What you need to know:
- The Tanzania Revenue Authority (TRA) announced at the weekend that TRA-Zanzibar will start implementing the legislation on anti-money laundering today.
Dar es Salaam. People intending to move $10,000 or its equivalent in cash out of Zanzibar without declaring the same to the revenue authority may find themselves in trouble. This comes on the back of the government’s decision to extend anti-money laundering measures to the Isles.
The Tanzania Revenue Authority (TRA) announced at the weekend that TRA-Zanzibar will start implementing the legislation on anti-money laundering today.

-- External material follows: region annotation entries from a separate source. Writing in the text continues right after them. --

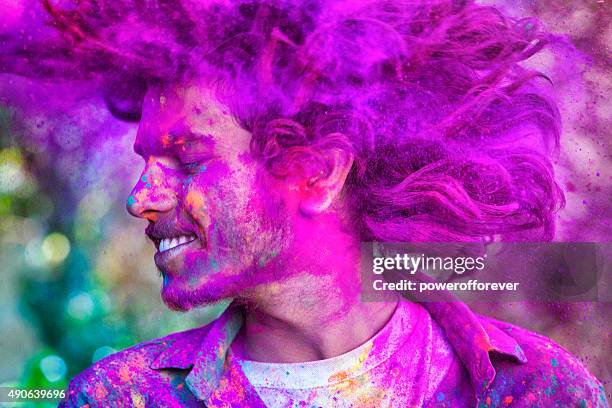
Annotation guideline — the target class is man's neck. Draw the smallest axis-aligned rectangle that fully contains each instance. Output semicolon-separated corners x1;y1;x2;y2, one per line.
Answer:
232;218;398;363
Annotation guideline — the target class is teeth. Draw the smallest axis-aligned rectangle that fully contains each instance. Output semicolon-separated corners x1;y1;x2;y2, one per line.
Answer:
159;235;196;252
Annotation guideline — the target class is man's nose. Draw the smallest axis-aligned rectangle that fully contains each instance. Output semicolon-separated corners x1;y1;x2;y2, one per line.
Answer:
127;165;177;221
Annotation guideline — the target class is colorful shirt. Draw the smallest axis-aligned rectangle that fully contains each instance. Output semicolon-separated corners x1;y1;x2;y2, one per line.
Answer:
60;301;608;408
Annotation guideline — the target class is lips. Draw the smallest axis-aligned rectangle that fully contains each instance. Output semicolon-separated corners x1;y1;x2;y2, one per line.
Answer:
159;235;197;252
145;217;206;274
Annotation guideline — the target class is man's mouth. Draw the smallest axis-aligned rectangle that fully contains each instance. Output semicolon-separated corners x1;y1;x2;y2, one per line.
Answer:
159;235;197;252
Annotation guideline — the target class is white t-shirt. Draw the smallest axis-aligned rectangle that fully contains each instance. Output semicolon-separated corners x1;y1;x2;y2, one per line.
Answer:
234;301;461;408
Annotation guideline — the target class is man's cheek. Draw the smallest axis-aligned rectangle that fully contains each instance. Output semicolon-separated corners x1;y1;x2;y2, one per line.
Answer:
184;188;211;229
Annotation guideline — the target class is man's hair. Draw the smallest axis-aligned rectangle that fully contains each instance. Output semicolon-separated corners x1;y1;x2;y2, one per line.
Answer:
0;0;563;242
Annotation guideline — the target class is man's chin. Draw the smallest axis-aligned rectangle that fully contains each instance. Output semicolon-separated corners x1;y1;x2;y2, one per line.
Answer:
161;276;235;312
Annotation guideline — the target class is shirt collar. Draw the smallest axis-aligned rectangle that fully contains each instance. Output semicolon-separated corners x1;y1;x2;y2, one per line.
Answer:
150;295;527;407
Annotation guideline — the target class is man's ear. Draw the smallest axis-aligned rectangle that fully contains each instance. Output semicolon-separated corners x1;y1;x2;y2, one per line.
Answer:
299;147;354;216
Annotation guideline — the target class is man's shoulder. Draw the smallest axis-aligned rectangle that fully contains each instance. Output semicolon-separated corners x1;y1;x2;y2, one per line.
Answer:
481;318;608;407
60;325;210;407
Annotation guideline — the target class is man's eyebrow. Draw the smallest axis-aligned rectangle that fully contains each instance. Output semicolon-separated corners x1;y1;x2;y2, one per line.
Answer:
133;140;144;156
164;128;215;148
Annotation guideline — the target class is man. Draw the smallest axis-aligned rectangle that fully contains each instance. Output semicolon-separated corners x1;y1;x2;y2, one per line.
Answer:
5;1;607;407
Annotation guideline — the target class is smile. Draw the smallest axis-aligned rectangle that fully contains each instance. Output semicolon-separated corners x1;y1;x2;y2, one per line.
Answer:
159;235;196;252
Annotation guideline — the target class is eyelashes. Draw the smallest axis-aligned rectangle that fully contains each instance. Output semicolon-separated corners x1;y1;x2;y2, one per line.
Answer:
181;158;212;175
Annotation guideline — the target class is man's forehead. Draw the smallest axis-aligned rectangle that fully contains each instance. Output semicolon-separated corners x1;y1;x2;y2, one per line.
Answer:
134;81;246;155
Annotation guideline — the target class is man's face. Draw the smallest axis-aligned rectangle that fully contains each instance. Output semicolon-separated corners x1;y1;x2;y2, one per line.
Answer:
128;82;290;310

“TRA-Zanzibar is implementing the Anti-Money Laundering and Proceeds of Crime Act (No. 10 of 2009), and the Anti-Money Laundering (Cross-Border Declaration of Currency and Bearer Negotiable Instruments) Regulations, 2015,” TRA said in a statement on Saturday.
TRA’s taxpayer education and services director, Mr Richard Kayombo, told The Citizen that this is to sensitize the public on the importance of declaring financial instruments in line with the law, noting that “the exercise is practised everywhere in the world.”

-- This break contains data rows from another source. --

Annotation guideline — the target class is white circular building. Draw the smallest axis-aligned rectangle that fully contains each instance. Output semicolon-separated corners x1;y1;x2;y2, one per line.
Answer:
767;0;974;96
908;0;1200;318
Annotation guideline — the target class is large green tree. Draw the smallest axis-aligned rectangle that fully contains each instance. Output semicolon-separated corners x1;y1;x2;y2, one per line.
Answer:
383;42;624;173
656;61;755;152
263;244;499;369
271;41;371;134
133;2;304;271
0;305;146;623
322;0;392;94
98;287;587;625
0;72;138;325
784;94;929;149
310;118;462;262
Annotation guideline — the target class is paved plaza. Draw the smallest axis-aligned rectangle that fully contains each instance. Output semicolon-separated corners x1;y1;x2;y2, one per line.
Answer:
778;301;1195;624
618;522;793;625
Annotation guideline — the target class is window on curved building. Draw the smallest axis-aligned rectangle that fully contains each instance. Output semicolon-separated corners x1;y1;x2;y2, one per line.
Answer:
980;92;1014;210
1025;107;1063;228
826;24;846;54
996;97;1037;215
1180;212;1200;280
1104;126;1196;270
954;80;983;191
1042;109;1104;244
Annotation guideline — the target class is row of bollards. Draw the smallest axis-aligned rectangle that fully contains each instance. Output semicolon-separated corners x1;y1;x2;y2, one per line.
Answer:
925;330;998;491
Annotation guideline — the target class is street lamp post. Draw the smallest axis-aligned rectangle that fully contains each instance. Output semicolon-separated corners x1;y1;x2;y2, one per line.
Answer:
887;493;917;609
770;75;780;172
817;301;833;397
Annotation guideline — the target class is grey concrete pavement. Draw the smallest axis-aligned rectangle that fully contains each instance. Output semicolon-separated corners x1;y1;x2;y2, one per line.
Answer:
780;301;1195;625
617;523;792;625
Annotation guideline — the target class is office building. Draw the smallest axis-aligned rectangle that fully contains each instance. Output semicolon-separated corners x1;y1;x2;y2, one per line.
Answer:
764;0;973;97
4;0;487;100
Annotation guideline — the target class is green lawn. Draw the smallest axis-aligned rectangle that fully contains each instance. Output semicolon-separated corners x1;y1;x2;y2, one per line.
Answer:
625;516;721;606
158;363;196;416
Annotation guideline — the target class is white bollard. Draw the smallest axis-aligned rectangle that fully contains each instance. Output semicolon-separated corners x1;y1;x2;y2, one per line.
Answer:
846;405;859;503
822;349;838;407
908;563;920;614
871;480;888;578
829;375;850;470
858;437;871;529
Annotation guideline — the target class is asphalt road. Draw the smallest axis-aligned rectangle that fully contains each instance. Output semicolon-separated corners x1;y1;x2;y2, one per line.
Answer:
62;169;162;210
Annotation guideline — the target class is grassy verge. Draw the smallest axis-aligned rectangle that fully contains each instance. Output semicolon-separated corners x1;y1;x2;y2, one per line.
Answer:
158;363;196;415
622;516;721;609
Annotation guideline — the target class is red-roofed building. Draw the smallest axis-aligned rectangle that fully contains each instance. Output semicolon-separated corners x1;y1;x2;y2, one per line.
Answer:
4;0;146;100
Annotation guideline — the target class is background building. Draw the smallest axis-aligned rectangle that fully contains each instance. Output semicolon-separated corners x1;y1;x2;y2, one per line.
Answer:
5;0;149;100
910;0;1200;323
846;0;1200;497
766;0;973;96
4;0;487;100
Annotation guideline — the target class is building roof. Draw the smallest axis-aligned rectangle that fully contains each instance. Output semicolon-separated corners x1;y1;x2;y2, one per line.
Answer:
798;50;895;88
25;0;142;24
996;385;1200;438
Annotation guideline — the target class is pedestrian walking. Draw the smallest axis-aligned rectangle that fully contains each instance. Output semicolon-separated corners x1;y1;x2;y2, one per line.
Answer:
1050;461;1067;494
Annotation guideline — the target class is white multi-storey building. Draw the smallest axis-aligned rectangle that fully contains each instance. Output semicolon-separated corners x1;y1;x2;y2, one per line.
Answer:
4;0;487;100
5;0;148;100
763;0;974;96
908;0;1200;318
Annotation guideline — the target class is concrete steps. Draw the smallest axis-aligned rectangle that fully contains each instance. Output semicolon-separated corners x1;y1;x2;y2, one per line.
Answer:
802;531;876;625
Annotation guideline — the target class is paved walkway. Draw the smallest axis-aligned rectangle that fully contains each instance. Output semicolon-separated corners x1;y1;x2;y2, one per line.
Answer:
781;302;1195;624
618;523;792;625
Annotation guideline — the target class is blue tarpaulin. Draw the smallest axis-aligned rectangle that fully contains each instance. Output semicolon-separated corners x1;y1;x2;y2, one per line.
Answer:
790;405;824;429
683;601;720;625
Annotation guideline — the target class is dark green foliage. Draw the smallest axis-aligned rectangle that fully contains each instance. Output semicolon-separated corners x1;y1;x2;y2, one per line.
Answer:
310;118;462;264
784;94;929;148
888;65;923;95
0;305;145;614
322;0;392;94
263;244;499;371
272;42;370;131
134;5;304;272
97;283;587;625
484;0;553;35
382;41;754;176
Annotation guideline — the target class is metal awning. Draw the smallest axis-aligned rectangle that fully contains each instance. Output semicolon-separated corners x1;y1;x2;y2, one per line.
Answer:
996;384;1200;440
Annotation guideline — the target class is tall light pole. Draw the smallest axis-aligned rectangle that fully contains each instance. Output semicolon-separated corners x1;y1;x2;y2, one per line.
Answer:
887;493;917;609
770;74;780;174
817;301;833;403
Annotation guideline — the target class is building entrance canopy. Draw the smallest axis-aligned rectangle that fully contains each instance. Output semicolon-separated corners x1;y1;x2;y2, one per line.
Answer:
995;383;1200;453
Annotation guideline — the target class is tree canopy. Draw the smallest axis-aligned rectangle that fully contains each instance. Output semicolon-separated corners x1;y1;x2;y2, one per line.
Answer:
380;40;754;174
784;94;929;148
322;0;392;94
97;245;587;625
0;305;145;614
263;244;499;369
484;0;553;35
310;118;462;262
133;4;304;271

The exercise, which starts to be implemented in Zanzibar today, was rolled out in Tanzania Mainland last year. The law forbids one from moving $10,000 or more – or its equivalent in Tanzanian shillings or any foreign currency – across Tanzania’s borders without declaring same to TRA’s Customs Department.
Customs Officers at the Abedi Amani Karume and Pemba Airports, as well as at Malindi, Mkoani and Wete seaports, will henceforth issue declaration forms to be filled in by travelers.
Non-declaration or false declaration of the prescribed amount is an offence punishable by law.
Late last year, a Ugandan national, Winfreda Rwabutiti Businge, 33, was charged with attempting to enter Tanzania with $1 million (about Sh2.2 billion) without declaring same to Customs.
Ms Businge denied the charge and was released on bail pending hearing and determination of the case.
During the past two years, the government undertook several measures to curb money-laundering in the economy. So far, the Bank of Tanzania (BoT) has de-licensed almost half of the country’s 297 forex bureaux.
Also, the government tightened forex controls by raising the minimum capital requirement for forex bureaux, placed a moratorium on new operations and required extant traders to apply for new licences.
Capital levels were raised to Sh300 million, from Sh100 million for bureaux dealing in spot forex transactions. For those additionally dealing in money transfers, the minimum threshold was set at Sh1 billion, up from Sh250 million.
BoT also doubled the non-interest bearing deposit held as security for money transfer transactions by the central bank to $100,000.